When the first incident happened, it could easily be passed off as a fluke. So many people at this godforsaken place, the human traffic so busied and what with operations underway on multiple stories and, you know, easily this man could have fallen—by pure accident—to his unfortunate death fifteen meters below. Why not? In any case it sounded good. When the second incident happened—on the complete opposite side of the compound and, as far as anyone knew, during the least busied of the manufacturing shifts and at a distance from all the apparatuses at which the work was carried out—then came the raising of eyebrows.

When the third incident happened, the out-of-state journalists started to arrive. Like sharks sniffing blood. Well there was plenty of that. The third man had jumped from the sixth floor balcony of the company dormitories—South wing, building no. 2 (that was it, just a big ‘2’)—and the noise was so disheveling it shook the air in the ears of Liu Wei Bi, an otherwise quiet and unassuming young woman (nineteen years old, to be exact) who happened to be sitting in the room across from that mundane slab of concrete, her tiny window just slightly fogged with the moisture left behind by a recently quelled rain. The sound the body made was not a thud. It was like the splitting crunch of tupperware trampled by a racehorse.
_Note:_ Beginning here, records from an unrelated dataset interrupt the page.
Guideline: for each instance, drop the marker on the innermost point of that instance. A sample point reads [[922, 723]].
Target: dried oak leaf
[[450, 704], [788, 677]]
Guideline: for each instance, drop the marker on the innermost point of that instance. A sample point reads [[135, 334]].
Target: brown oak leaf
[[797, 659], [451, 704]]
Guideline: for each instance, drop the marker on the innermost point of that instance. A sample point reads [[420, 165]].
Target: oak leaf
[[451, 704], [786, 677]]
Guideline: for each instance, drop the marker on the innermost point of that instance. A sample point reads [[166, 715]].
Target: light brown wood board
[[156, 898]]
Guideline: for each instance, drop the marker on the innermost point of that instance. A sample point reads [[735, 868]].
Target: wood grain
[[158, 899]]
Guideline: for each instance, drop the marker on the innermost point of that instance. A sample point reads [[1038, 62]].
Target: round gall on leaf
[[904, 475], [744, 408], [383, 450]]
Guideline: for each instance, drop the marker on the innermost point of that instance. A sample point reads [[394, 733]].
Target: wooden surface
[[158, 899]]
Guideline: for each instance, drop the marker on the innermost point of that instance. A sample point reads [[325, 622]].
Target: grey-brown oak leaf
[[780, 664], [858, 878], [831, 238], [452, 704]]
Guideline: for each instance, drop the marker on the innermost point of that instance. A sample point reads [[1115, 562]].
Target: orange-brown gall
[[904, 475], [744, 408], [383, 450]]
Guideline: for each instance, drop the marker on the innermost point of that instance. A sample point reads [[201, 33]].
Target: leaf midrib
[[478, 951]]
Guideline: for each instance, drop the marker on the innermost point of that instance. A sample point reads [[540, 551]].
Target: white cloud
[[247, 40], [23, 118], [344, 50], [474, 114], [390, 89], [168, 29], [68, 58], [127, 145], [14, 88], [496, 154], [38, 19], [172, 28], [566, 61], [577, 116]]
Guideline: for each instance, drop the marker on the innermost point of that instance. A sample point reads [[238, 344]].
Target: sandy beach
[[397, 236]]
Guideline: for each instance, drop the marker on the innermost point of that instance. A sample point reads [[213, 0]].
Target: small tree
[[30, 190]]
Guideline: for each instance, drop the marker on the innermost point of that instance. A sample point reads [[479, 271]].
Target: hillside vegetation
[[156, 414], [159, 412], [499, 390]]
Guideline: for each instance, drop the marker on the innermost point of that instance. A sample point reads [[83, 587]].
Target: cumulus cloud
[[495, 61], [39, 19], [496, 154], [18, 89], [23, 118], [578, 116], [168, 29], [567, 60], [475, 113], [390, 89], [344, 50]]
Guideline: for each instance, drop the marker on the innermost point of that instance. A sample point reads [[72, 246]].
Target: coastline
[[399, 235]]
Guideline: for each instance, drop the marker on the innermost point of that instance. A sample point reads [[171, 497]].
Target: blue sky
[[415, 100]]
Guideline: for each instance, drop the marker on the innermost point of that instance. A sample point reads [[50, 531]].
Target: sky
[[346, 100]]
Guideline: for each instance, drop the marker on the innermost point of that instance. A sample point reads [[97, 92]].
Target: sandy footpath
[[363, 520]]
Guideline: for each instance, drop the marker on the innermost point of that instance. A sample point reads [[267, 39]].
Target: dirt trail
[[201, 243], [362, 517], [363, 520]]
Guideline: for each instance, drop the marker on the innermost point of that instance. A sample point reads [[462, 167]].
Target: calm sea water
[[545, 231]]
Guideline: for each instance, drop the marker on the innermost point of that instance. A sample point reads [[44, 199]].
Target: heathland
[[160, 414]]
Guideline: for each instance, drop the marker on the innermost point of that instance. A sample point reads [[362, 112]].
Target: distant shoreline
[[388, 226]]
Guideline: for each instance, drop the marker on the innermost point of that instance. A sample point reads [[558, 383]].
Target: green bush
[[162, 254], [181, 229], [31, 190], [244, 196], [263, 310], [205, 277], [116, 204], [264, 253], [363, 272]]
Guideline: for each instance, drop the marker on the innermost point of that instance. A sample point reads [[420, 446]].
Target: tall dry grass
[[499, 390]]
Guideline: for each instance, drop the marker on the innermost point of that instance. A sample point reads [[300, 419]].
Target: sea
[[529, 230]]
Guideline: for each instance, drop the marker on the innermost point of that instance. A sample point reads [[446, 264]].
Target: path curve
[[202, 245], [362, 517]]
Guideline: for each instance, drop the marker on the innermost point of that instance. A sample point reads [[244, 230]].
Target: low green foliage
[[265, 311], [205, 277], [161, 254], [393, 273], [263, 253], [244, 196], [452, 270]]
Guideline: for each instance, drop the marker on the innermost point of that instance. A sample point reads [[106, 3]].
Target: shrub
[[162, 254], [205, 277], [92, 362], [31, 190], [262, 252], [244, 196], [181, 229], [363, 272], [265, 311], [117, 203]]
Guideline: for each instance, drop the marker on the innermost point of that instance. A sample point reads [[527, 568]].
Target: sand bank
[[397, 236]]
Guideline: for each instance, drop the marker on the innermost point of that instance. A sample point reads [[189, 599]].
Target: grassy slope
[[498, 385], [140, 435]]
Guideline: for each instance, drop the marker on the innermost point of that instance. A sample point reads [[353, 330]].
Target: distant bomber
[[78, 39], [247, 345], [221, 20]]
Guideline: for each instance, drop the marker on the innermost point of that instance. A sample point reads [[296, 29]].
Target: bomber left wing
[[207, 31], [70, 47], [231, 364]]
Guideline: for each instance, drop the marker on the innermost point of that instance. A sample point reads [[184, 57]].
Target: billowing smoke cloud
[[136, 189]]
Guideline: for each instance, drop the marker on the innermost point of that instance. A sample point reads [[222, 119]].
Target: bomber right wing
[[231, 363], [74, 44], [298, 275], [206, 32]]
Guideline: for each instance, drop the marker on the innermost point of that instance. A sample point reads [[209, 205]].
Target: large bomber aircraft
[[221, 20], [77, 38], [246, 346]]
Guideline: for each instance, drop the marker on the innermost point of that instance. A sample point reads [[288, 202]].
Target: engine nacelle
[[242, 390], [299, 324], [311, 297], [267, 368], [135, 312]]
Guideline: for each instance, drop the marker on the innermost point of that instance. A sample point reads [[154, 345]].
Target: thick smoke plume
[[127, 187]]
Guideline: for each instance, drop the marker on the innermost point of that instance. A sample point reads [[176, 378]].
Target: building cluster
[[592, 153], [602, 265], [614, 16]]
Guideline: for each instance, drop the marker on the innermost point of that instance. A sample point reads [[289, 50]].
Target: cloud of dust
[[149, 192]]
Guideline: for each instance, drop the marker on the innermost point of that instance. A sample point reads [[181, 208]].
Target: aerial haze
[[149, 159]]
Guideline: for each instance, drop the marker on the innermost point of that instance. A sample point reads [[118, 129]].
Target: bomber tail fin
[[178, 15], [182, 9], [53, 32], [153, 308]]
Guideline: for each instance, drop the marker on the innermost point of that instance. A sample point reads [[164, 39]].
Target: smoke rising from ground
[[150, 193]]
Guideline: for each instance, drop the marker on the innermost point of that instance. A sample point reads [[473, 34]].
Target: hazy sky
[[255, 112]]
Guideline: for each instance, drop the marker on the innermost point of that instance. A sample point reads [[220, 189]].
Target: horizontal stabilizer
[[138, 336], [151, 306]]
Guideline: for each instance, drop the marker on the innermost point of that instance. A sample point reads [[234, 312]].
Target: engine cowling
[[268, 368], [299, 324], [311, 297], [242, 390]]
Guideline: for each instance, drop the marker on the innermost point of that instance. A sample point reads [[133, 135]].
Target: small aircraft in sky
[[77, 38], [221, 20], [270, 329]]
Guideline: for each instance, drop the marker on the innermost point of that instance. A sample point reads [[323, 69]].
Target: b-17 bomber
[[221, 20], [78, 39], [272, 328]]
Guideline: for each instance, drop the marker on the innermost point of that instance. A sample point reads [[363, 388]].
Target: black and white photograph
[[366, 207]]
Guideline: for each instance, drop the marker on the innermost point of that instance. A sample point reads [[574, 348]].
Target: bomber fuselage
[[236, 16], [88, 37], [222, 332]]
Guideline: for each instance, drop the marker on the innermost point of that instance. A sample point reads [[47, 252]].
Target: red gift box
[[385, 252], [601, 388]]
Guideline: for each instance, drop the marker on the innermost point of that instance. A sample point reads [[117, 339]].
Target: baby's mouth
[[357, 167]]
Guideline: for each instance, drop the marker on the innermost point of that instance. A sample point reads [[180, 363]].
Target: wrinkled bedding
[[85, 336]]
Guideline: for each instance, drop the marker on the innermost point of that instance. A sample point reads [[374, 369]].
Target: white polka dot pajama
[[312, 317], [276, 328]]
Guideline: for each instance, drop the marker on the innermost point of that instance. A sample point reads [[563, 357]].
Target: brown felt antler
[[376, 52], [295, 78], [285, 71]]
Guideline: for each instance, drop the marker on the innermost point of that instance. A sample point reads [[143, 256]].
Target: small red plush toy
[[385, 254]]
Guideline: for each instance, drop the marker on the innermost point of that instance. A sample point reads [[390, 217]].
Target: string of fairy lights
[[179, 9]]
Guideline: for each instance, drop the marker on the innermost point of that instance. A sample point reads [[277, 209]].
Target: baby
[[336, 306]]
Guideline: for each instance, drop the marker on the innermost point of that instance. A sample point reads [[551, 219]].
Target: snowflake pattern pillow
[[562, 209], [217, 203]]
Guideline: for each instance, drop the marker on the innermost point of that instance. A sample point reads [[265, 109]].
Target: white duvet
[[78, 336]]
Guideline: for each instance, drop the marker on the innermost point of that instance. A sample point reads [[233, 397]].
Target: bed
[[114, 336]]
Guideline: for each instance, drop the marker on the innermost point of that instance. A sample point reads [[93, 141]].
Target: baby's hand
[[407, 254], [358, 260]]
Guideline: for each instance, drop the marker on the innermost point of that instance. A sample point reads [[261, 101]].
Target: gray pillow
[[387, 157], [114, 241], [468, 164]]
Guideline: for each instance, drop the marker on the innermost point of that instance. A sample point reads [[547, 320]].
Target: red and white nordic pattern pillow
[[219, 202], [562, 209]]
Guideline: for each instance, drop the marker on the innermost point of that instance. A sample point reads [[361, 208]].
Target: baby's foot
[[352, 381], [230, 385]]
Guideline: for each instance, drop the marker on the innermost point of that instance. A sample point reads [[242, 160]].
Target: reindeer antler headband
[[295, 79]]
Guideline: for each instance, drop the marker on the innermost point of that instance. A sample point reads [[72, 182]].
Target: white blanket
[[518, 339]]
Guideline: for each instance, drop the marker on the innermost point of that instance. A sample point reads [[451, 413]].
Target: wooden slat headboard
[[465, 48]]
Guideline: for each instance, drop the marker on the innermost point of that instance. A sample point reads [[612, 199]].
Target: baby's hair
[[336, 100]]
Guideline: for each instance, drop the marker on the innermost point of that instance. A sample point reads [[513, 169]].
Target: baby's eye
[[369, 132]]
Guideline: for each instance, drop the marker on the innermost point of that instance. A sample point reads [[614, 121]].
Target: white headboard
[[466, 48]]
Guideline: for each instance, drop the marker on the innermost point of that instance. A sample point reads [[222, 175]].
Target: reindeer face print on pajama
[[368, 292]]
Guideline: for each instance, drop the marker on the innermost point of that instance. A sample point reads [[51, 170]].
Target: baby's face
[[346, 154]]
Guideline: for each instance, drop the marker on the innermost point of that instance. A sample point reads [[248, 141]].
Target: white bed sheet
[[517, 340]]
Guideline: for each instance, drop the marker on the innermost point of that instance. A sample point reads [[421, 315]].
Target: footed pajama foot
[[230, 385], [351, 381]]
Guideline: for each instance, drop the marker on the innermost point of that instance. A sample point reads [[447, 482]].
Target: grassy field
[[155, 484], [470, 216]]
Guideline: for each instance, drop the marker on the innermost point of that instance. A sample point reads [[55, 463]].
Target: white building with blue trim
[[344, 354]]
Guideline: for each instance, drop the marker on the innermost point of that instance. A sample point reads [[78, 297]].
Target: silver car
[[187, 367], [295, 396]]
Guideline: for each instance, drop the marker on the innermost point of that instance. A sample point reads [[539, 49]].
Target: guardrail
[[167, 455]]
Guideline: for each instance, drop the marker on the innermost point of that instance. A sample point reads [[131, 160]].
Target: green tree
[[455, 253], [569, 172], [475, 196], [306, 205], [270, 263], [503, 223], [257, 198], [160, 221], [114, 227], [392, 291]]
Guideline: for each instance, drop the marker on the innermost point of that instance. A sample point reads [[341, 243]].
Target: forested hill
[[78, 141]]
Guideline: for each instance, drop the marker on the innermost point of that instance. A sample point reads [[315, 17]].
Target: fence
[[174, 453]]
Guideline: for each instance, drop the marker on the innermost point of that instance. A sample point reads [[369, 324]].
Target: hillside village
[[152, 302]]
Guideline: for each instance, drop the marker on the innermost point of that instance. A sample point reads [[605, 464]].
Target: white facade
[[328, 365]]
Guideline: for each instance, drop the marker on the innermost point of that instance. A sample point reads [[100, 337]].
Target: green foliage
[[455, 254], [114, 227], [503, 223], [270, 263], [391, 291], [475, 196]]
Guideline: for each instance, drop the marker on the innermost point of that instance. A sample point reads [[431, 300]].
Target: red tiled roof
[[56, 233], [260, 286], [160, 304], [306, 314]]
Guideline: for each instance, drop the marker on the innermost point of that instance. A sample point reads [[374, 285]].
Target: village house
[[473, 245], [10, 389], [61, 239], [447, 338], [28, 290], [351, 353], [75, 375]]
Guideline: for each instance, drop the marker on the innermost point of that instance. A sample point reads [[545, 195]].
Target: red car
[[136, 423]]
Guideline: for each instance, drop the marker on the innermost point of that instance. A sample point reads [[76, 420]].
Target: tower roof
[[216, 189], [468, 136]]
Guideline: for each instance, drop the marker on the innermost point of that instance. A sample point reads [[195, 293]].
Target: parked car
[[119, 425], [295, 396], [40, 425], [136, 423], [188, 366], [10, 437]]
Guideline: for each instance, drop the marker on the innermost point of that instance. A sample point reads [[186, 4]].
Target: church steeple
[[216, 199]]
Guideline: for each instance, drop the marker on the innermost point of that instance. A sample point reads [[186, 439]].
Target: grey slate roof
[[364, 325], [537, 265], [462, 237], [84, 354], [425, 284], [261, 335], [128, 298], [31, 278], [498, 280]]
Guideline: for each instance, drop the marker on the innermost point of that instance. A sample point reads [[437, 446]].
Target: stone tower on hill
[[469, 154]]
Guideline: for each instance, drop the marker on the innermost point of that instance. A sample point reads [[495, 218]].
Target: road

Xavier Levi-Chaban: amateur blogger, apolitical by nationality, expired Hong Kong visa holder and collector of all kinds of cacti—one of those foreign types washed ashore in China after some post-baccalaureate soul-searching in the bowels of Asia, who out of the turn of events or out of boredom or out of some grim self-effacing game of psychological brinkmanship ended up just sticking around, content to bob as driftwood in a sea of the bizarre. A well-trampled path, that story. He found work at a couple English-language expat papers, lived modestly and not all that disagreeably, etc. etc., and was even starting to accumulate a decent number of exotic cacti in his small Sham Shui Po apartment, little potted proxies of the ones he’d left behind in the bedroom of his childhood home in France. He thought of that home in the country now—musky, the smell of oiled auto parts and Orange GLO—and this upturned Plutonia racing by him through the window, burning with a rocky fire. Just as in France, there were no cacti punctuating the road. These had to be purchased, uprooted, radicated again, in pots. Or plots.    What was he doing here?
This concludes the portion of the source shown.